"The primary motive for how we write, for how we perform, is to evoke or exaggerate some sort of collision." This is Demons. Forces of equal magnitude uniting, reacting, and detonating. Some Newton's-Third-Law type shit. In the band's brief tenure, this is what we've come to expect. Pounding drums, erratic riffs, fervent lyrics, and structure descending into abstraction. The sum of these parts is difficult to classify with any direct comparison. Shellac? Queens of the Stone Age? David Bazan? Melvins? While sonic or attitudinal traces may exist, Demons remains derivative of nothing.

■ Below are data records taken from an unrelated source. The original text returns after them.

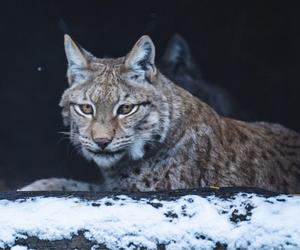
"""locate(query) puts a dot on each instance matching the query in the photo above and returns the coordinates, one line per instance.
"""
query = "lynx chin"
(146, 133)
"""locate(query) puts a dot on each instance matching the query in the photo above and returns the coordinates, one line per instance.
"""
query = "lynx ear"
(78, 62)
(140, 60)
(177, 54)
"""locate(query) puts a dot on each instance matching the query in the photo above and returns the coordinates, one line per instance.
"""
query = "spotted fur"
(173, 140)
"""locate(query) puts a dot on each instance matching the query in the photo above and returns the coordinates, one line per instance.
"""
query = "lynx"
(146, 133)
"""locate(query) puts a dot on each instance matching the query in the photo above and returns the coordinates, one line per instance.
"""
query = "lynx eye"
(125, 109)
(86, 109)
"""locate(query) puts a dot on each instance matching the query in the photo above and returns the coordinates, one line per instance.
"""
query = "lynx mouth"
(105, 153)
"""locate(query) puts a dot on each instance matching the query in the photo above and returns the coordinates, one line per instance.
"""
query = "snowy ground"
(244, 221)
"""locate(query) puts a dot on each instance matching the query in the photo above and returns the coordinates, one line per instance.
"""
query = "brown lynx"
(146, 133)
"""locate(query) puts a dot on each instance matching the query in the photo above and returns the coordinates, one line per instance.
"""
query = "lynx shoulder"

Following the release of the band's seminal EP, Great Dismal, Demons returns with their debut full-length, Embrace Wolf — nine blistering songs exploring a spectrum of anxiety, aberrations, and awe with deliberate recklessness. "Musically, we just wanted to be our own form of unbridled," says vocalist/guitarist Zach Gehring (also of Virginia-based Mae acclaim), up until this point, we've kept to this sonic austerity pretty straight forward, energetic, and almost off the rails."
Produced entirely by the band, Embrace Wolf was tracked episodically in several locations, including a field-recorded drum session in a railroad tunnel. The record also features the addition of guitar player/accompanying vocalist Chris Mathews to the existing lineup of Gehring, Jonathan Anderson (bass), and Drew Orton (drums) which allowed the process to become fully collaborative. "[This time around] we've started behaving more like a band (i.e. a creative group), and we wanted to explore this dynamic more," says Gehring. "We knew we all wanted to be loud, and we wanted our instruments to work together by filling in gaps with a high degree of awareness of one another."
Lyrically, Embrace Wolf centers thematically on prepositions of guilt, disguises, impatience, and exhaustion. "My writing is still self absorbed, a lot of first person focus because it's still all I really know how to write about. We all have our blind spots, and I only feel comfortable calling out my own," says Gehring. As the tracklist progresses through Embrace Wolf, Gehring broods over growing resentment, facaded truth, suppression, misrepresentation, fragile relationships, and honesty versus the truth. While not always an easy listen, the cathartic self-analysis present in both the record's lyrical content and vocal delivery feels earnest and absolute.
We are all haunted by something, be it tangible, imaginary, wild, or within, and we are faced with only two choices — exorcism or embracement. Sometimes one is essential in enabling the other. While this process remains ultimately unique to our own ailments, both solace and commiseration can often be found simply by pressing play. Come Embrace Wolf with Demons, this fall on Spartan Records.